Everyone loves a champion. The Olympic Games are the one time the entire world truly comes together to choose winners and losers. The rules for each activity have varying levels of complexity, but they are well-defined, and involve very precise measurements.
For a few weeks every four years, we all suddenly care about world record times and personal best performances. But above all, it comes down to how many gold medals are won. The recent uproar about the performance of Australia’s swim team should dispel any doubts. The sacrifice barely registers interest: the golden prize is all.
So why is a gold medal the only acceptable measure of Olympic success?
Every medal win is based on a team effort, with years of preparation. It is hard to imagine Australian athletes competing without the huge government investment in training resources and infrastructure. In 2010 alone, the federal government spent $237m on a handful of “elite” athletes, going against an expert report which suggested diverting money into grassroots sports participation programs for the entire community.
I doubt anyone will ever seriously do a thorough productivity analysis of the “elite” athlete program, but it would be a very interesting exercise. Because it is quite clear that the leaders of the program have used enormous resources and failed to produce the outcome that “investors” seem to be demanding.
If nothing else, the Olympics managed to shift TV news bulletins away from politicians spouting economic buzzwords. Apart from some recent attempts at singing, our politicians often seem to hide a lack of substance behind economic fluff. The buzzword that is usually trotted out is, of course, productivity.
The problem with productivity is simple. It is now a dog-whistle – used by lobbyists and politicians to signal anything relating to wages and working conditions.
For many organisations, wage costs are a significant portion of their overall costs. Workforce structure is of course a choice made by executives. Any company can manipulate its wage expenses and FTE through subcontracting and outsourcing.
It should be obvious that lower wage costs by themselves do not necessarily lead to higher productivity.

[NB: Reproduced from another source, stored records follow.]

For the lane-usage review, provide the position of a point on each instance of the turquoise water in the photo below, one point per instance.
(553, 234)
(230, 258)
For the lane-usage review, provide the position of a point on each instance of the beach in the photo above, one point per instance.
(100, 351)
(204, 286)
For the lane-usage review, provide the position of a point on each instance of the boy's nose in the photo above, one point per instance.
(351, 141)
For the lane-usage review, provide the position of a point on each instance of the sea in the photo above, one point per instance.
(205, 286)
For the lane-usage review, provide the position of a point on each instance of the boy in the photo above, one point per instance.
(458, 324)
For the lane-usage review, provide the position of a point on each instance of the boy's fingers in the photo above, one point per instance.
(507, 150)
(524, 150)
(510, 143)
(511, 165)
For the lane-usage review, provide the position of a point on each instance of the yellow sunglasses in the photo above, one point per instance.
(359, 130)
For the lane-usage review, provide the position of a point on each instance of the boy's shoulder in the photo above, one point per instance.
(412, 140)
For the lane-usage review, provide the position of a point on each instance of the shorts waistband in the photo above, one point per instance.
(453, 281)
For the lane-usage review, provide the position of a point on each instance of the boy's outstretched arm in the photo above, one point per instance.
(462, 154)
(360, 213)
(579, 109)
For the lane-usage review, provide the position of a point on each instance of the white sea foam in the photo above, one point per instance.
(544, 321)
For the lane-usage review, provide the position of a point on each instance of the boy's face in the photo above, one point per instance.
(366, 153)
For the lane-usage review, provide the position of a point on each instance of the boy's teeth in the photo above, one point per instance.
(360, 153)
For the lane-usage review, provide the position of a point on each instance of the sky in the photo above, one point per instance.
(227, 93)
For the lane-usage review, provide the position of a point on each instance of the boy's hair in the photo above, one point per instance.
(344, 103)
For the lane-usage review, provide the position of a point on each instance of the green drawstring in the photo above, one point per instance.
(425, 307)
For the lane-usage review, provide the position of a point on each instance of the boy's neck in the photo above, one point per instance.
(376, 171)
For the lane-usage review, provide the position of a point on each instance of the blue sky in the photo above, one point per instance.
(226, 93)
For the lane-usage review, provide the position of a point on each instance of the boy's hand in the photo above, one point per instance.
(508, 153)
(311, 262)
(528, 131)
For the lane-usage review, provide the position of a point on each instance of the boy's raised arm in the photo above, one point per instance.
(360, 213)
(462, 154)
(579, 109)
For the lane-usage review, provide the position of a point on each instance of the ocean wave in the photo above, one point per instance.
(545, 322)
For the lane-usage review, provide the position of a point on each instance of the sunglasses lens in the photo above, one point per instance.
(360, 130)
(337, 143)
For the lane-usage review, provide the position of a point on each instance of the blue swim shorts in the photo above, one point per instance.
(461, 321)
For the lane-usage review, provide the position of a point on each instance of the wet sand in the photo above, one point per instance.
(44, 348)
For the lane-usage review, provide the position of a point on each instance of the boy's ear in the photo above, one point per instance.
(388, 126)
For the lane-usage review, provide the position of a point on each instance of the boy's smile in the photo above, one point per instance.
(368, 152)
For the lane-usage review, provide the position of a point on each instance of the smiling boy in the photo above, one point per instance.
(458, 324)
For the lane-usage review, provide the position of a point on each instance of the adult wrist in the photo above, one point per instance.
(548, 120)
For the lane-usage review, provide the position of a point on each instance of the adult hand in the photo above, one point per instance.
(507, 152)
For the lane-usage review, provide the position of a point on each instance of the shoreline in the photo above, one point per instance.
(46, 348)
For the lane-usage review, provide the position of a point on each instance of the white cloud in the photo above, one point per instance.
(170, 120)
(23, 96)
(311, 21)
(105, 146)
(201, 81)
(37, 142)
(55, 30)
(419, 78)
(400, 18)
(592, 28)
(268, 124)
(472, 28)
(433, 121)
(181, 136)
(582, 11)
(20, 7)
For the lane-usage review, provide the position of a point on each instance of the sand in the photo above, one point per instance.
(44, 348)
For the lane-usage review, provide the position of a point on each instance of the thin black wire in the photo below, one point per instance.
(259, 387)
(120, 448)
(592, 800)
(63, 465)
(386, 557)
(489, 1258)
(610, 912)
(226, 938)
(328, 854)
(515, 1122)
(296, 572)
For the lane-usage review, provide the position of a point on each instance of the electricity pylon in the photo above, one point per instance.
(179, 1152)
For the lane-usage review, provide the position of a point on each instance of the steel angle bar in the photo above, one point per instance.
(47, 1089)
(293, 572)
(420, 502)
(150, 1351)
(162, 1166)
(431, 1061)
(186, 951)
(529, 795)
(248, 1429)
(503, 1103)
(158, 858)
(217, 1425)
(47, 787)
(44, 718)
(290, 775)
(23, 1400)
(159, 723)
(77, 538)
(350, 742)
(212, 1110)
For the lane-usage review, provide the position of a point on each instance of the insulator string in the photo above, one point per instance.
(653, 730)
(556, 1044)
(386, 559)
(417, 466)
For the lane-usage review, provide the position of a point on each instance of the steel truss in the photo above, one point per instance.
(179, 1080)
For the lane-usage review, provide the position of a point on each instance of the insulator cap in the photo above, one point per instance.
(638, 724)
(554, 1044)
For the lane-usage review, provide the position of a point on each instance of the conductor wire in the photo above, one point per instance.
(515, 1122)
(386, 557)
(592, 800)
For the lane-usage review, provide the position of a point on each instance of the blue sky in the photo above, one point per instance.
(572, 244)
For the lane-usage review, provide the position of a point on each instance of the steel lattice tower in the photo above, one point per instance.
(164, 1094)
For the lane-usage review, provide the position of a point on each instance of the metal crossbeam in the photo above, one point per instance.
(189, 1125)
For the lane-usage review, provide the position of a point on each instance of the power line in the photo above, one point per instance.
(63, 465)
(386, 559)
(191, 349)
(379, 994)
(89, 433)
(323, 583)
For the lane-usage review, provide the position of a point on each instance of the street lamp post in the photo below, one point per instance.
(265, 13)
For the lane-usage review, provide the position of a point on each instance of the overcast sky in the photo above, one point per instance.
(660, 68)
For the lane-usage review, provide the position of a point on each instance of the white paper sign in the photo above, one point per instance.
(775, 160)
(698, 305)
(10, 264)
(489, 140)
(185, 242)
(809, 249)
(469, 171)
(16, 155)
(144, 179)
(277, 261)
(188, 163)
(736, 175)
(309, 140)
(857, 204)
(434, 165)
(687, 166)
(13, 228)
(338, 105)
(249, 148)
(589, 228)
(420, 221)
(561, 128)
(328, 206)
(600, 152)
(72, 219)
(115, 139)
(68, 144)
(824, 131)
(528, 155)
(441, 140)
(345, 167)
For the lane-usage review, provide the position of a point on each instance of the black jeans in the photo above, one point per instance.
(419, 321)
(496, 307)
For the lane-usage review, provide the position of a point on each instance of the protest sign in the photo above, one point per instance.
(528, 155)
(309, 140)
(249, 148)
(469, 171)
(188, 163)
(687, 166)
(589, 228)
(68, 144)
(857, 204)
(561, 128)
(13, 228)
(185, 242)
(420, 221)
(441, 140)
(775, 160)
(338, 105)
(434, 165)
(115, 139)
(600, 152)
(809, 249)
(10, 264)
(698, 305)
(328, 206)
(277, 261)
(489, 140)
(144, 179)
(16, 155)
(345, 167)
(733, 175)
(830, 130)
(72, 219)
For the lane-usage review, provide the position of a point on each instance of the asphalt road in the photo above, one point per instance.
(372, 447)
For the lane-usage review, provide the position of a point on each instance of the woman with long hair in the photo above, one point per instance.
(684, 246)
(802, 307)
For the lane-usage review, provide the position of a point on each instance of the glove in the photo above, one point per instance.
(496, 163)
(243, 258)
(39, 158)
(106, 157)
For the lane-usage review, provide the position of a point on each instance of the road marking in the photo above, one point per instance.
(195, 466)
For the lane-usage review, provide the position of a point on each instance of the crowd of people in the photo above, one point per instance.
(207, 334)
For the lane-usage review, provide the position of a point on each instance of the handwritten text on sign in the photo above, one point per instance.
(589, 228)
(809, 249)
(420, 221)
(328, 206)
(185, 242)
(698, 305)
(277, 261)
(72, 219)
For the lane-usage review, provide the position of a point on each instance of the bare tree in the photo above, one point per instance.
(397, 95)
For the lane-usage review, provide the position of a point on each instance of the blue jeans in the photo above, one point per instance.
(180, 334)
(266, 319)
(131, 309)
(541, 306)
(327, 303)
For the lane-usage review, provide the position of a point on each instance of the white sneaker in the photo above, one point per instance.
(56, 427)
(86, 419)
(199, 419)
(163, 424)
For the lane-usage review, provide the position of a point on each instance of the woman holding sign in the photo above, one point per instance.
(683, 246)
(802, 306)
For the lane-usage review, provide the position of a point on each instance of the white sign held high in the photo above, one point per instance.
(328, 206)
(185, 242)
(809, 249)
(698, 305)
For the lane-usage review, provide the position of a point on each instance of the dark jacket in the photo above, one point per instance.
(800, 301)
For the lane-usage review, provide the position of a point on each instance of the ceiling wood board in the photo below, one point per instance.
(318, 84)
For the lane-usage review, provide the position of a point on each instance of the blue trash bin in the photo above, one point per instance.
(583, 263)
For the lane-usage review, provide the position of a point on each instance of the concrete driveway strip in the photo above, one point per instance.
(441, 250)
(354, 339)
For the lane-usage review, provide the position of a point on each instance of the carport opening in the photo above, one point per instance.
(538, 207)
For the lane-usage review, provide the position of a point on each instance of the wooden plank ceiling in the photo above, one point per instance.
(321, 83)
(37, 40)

Simply reducing wage rates might make it harder to attract appropriately-skilled employees. It might also lead to lower output quality and volume, while increasing training costs and employee turnover.
If outsourcing is chosen as a means of reducing the wages bill, then serious strategic planning and workflow analysis needs to be carried out to ensure you don’t simply shift costs and add layers of complexity, resulting in an overall lowering of productivity.
Companies often talk specifically about setting up subsidiaries in foreign locations as a means of reducing wage rates. For many industries there may be a much less complex option. They could try hiring more women.
The latest ABS figures show a huge gap in hourly wage rates between men and women. In the mining industry, the average hourly wage rate for women in non-managerial positions is 19% lower than for men. Perhaps it shouldn’t surprise anyone that only 14% of the mining workforce is female.
To measure productivity seriously is a complex art, and there is an element of subjectivity. It is useful as a method of benchmarking when it can be applied consistently. But the factors that are important can be highly dependent on the organisation.
As you might imagine, the federal government produces reports every year benchmarking service delivery across departments with very diverse operations. Many of these departments produce services that have no revenue attached.
So how is productivity measured?
The federal government has put together standardised productivity frameworks to consistently capture inputs and outcomes. Measurements are made at both a process (workflow) and outcome level. These measurement types allow technical efficiency, cost effectiveness, and overall “program” effectiveness to be measured.
Government organisations place particular emphasis on effectiveness measures – which include quality measures, availability and usage rates, and how appropriate the outcome was to the program situation. Wage costs are of course captured in the technical efficiency measures, and become a factor in a much bigger picture.
Wage rates are easy to measure. It will always be tempting for leaders to rely on the dog-whistle, putting blame for poor performance on wages. By focusing on productivity rather than wages, leaders can improve their visibility of the business, and deliver results that really matter.